Этот северянин Конан с первого же взгляда не просто понравился Даните – он поразил ее до глубины и сердца и души. Она и на миг не ощутила беспокойства, вкладывая свою руку в его и затем следуя за ним к его столу. В нем совершенно не было ничего такого, чего ее учила бояться в мужчинах мать. Данита подавила вздох, родившийся при следующей, не очень подходящей для юной девы мысли, и тайком взглянула на Конана.

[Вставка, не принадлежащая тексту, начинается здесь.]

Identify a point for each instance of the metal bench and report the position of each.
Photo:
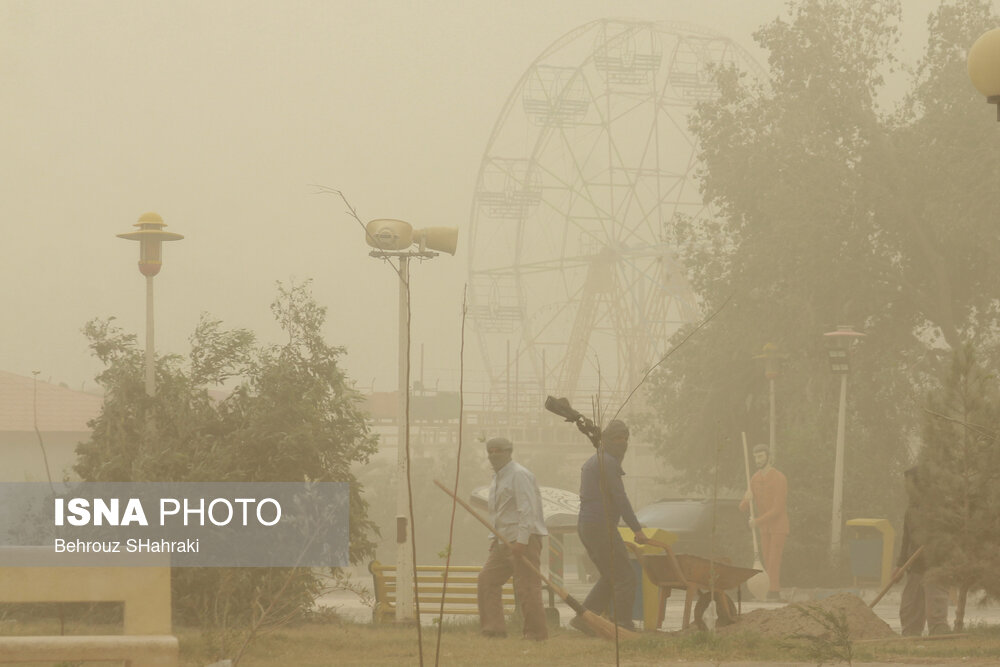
(460, 597)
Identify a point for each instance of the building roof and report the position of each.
(59, 409)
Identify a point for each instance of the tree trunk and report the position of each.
(963, 594)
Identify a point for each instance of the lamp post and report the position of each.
(150, 236)
(772, 362)
(838, 348)
(984, 66)
(395, 238)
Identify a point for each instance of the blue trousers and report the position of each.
(617, 582)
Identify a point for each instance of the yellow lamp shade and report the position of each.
(984, 63)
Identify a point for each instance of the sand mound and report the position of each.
(795, 619)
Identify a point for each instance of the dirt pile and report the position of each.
(804, 619)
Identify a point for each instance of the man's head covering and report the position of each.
(499, 443)
(615, 428)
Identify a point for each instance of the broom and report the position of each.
(601, 626)
(759, 583)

Он не думал о ней сейчас, занятый совсем иными вопросами, но и его сердце билось не так мерно и спокойно, как прежде. Эта девушка понравилась ему сразу, и если б киммериец мог хотя бы на пару дней задержаться в Мессантии, он непременно оставил бы ей добрую память о себе… Но времени не было – не было совсем. И если первое число ему уже удалось отыскать, то второе и третье оставались загадкой, не говоря уж о «знакомом», который должен был указать ему его дальнейшие действия… И все эти тайны содержались именно в противной его душе Мессантии! Почему он так невзлюбил этот город, он и сам затруднился б объяснить. Может, потому, что впервые попал сюда в наисквернейшем расположении духа, а может, потому, что именно в здешнем порту он потерпел когда-то поражение в схватке с бандитами… Только светлый Митра знает, отчего душа принимает одно и никак не хочет принять другое… Чем, к примеру, отличается от Мессантии Шадизар, или Аграпур, или Замбула? Такие же, в меру грязные и в меру чистые города, но вот Мессантия вызывает в душе скуку и холод, а также одно-единственное желание: поскорее уйти отсюда… Конан фыркнул, еще раз испытывая неприязнь к этим улицам, сплюнул на вымощенную островерхими камнями дорогу, с мстительным удовлетворением проследил траекторию полета плевка… И вдруг… Он резко остановился. Прямо перед ним, напротив высоких железных ворот, лежала дохлая мышь…

* * *

– Я дальше не пойду, – твердо заявил он, стараясь не смотреть на Даниту. Но на Плипсо он искоса все же взглянул. Краб вяло развесил клешни и, похоже, уснул – во всяком случае, ленивая поза его ничем не напоминала то возбужденное состояние, кое овладело им при выходе из «Искалеченного в боях Свилио».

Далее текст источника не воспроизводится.